As we’ve been following and previously reported, the Supreme Court has agreed to consider the scope of protection afforded by the First Amendment to commercial parody products that feature the unauthorized use of another party’s trademark(s). Jack Daniel’s Properties, Inc. v. VIP Products LLC, Case No. 22-148 (Supr. Ct. Nov. 21, 2022) (certiorari granted). The questions presented are as follows:
1. Whether humorous use of another’s trademark as one’s own on a commercial product is subject to the Lanham Act’s traditional likelihood-of-confusion analysis, or instead receives heightened First Amendment protection from trademark-infringement claims.
2. Whether humorous use of another’s mark as one’s own on a commercial product is “noncommercial” under 15 U.S.C. § 1125(c)(3)(C), thus barring as a matter of law a claim of dilution by tarnishment under the Trademark Dilution Revision Act.

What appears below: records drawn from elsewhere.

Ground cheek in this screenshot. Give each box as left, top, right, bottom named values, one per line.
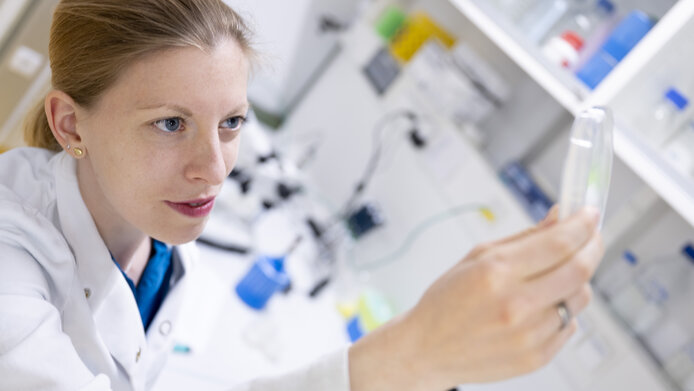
left=81, top=117, right=140, bottom=175
left=119, top=141, right=164, bottom=185
left=97, top=139, right=178, bottom=204
left=224, top=136, right=242, bottom=174
left=139, top=149, right=185, bottom=191
left=81, top=125, right=143, bottom=190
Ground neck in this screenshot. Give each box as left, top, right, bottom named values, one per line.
left=76, top=159, right=151, bottom=284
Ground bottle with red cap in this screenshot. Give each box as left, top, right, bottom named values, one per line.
left=544, top=0, right=616, bottom=44
left=541, top=30, right=584, bottom=69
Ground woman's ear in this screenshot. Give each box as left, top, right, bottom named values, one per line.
left=45, top=90, right=84, bottom=156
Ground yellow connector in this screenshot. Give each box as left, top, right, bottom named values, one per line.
left=479, top=207, right=496, bottom=222
left=389, top=11, right=456, bottom=63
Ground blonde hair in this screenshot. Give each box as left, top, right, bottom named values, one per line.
left=25, top=0, right=254, bottom=151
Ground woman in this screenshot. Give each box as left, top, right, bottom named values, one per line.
left=0, top=0, right=604, bottom=390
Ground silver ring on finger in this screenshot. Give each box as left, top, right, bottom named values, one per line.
left=556, top=301, right=571, bottom=331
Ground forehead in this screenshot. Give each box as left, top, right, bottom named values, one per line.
left=101, top=38, right=249, bottom=112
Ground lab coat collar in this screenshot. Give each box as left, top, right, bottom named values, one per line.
left=53, top=152, right=147, bottom=378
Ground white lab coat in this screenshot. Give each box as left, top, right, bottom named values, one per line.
left=0, top=148, right=350, bottom=391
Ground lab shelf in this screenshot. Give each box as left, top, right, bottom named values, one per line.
left=582, top=0, right=694, bottom=107
left=560, top=295, right=678, bottom=391
left=447, top=0, right=589, bottom=115
left=448, top=0, right=694, bottom=112
left=614, top=124, right=694, bottom=228
left=448, top=0, right=694, bottom=229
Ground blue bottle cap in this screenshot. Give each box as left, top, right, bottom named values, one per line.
left=682, top=244, right=694, bottom=263
left=346, top=315, right=365, bottom=342
left=598, top=0, right=615, bottom=14
left=665, top=88, right=689, bottom=110
left=235, top=255, right=290, bottom=310
left=623, top=251, right=637, bottom=265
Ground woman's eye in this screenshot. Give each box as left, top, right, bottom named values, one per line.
left=221, top=116, right=246, bottom=131
left=154, top=117, right=183, bottom=132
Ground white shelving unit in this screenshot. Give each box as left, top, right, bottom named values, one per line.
left=614, top=126, right=694, bottom=228
left=448, top=0, right=694, bottom=228
left=434, top=1, right=694, bottom=391
left=447, top=0, right=590, bottom=114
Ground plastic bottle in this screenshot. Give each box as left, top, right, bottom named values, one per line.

This is the second time Jack Daniel’s has filed a petition for certiorari in connection with this case. The Supreme Court first considered the matter in January 2021, following the US Court of Appeals for the Ninth Circuit’s decision to vacate and remand the district court’s finding of trademark infringement, reverse the judgment on dilution and uphold the validity of Jack Daniel’s trademark and trade dress rights.
The case then returned to the district court, which granted summary judgment to VIP Products. The Ninth Circuit affirmed and then Jack Daniel’s filed its second petition for certiorari.
Why It Matters. With any luck, the Supreme Court will settle the long-standing split amongst the U.S. Courts of Appeal regarding the proper analysis for parody in trademark infringement and dilution claims and the scope of protection afforded parody under the First Amendment.